Les matinées "rétro", les soirées “in”

En 1975, les Gailhac cèdent leurs parts à Marie Biéda qui conserve un orchestre musette et tente de perpétuer le genre pendant 6 ans. Mais les temps ont changé et la clientèle a pris de l’âge. Aussi, en 1981, tout en maintenant la tradition du musette le week-end en matinée sous forme de discothèque « rétro », confie-t-elle l’organisation des soirées à Serge Krüger. Styliste et animateur d’une radio libre, Serge Krüger monte des soirées « caraïbes » qui connaissent, pendant sept ans, un très grand succès auprès des communautés antillaise et africaine et d’un public parisien branché. Puis, durant trois années encore, tourné vers d’autres activités, il déléguera à des DJ’s l’animation de soirées du même genre.
Après le départ de Serge Krüger, la direction du Tango mettra en place une formule voisine : des matinées musette et des bals de nuit aux goüt du jour (musique afro-latine, groove, funk, soul), sans connaître toutefois, une vogue durable.

Aujourd'hui : La Boîte à Frissons

Depuis 1997, c’est Hervé Latapie qui est chargé de l’animation. Fondateur des Gais-Musette, il a attiré au Tango une clientèle gay et lesbienne.
Sous l’enseigne de la Boîte à Frissons, il propose une programmation éclectique : des débats, des concerts, des réunions dansantes en accueillant, tour à tour, des musiciens auvergnats, bretons, maghrébins, cajuns, swing-musette etc… et le week-end en soirée, des bals discothèque où alternent musette, disco, raï, salsa… Souvent des cours de danse, offerts aux deux sexes et bien sûr au troisième, précèdent l’ouverture du bal. Le succès est incontestable. Le plus étonnant, c’est sans doute de retrouver les mêmes clients dans des ambiances aussi différentes. Hervé à sûrement un secret.

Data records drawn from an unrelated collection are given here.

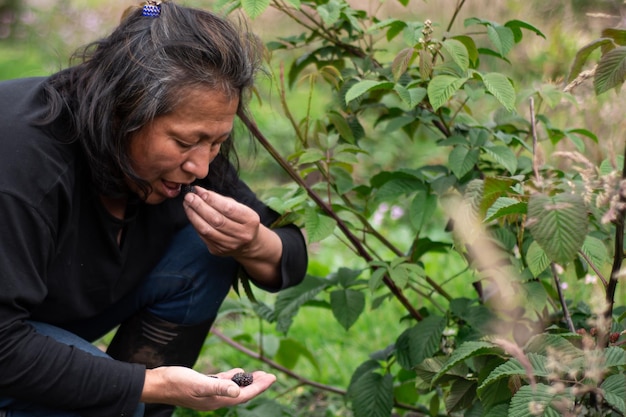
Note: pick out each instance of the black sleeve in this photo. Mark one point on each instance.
(37, 368)
(294, 258)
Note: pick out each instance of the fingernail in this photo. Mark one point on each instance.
(233, 391)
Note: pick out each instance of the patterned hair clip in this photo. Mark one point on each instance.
(151, 9)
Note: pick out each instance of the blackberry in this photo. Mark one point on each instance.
(188, 188)
(243, 379)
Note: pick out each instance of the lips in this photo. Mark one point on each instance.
(171, 189)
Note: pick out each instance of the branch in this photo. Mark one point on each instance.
(566, 314)
(618, 258)
(305, 381)
(356, 243)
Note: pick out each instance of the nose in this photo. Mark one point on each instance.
(198, 160)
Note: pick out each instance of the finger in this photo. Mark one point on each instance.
(202, 213)
(221, 386)
(226, 206)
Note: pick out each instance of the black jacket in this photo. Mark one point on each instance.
(60, 261)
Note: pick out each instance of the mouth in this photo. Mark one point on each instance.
(171, 189)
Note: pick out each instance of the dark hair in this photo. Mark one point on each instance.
(141, 71)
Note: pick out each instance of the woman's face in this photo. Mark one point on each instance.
(175, 149)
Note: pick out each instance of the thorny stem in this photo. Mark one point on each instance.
(289, 372)
(533, 129)
(557, 283)
(458, 8)
(396, 291)
(618, 258)
(594, 267)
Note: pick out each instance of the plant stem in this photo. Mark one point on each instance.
(618, 258)
(304, 381)
(396, 291)
(557, 283)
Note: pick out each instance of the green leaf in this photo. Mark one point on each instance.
(596, 251)
(611, 71)
(537, 259)
(614, 388)
(559, 224)
(614, 357)
(372, 395)
(536, 402)
(513, 367)
(289, 301)
(411, 96)
(583, 54)
(461, 395)
(505, 206)
(546, 344)
(442, 87)
(501, 88)
(458, 52)
(362, 87)
(330, 12)
(402, 61)
(517, 25)
(318, 226)
(420, 341)
(254, 8)
(502, 38)
(347, 305)
(462, 160)
(465, 351)
(422, 208)
(504, 156)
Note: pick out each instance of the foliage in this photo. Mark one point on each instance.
(513, 345)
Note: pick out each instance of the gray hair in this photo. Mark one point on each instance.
(141, 71)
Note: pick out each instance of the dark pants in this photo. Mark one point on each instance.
(186, 287)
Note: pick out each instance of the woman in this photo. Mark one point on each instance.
(97, 231)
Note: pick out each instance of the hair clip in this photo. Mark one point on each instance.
(151, 9)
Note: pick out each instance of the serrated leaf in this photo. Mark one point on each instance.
(442, 87)
(420, 341)
(611, 71)
(347, 306)
(583, 54)
(500, 87)
(422, 208)
(559, 224)
(537, 402)
(546, 344)
(372, 395)
(330, 12)
(537, 259)
(503, 156)
(465, 351)
(502, 38)
(596, 251)
(411, 96)
(462, 160)
(402, 61)
(362, 87)
(254, 8)
(514, 367)
(458, 52)
(505, 206)
(614, 390)
(461, 395)
(318, 225)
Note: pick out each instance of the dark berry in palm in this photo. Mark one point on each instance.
(243, 379)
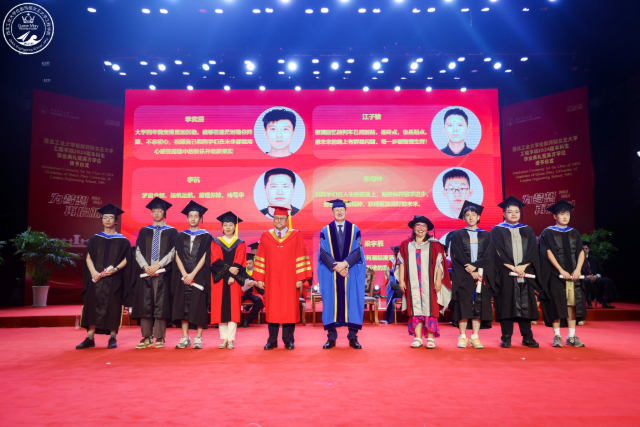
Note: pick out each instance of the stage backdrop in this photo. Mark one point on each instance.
(380, 150)
(76, 167)
(547, 157)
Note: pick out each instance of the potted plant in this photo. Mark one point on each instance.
(43, 255)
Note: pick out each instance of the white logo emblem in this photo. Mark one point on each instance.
(28, 28)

Le Tango est l’un des plus vieux bals parisiens. Il doit sans doute sa longévité à la faculté d’adaptation dont on fait preuve ses propriétaires et animateurs successifs.

Lucien LARICHE

Le Tango de demain

En mars 2020, le Tango ferme, comme toutes les boîtes de nuit, à cause du COVID. Durant cette fermeture, les propriétaires du Tango prennent la décision de vendre l’immeuble occupé au rez-de-chaussée par le dancing. Alarmé par cette décision, Hervé Latapie – directeur de la société « La boîte à frissons » qui exploitait le Tango – contacte quelques amis afin de créer un collectif pour tenter de sauver l’établissement. Depuis le mois d’avril 2021, nous sommes mobilisés avec ce Collectif Tango 3.0 pour que cette salle historique soit collectivement reprise en mains. La Mairie de Paris a racheté l’immeuble en décembre 2021 et confié sa gestion à un bailleur social, ELOGIE-SIEMP. Le Collectif a décidé de créer une nouvelle société coopérative à intérêt collectif (SCIC), qui permettra d’exploiter le Tango dans les meilleures conditions correspondant à nos valeurs. Une campagne de levée de fonds a été lancée afin de permettre de réaliser les travaux de rénovation nécessaires à la réouverture et d’assurer les frais importants inhérents à cette coûteuse opération. Cette collecte fût un succès inespéré (Il ne s’agissait pas de dons, mais d’entrée au capital de la nouvelle société). Nous pouvons aujourd’hui envisager quasiment sereinement l’ouverture prochaine et l’avenir radieux du Tango.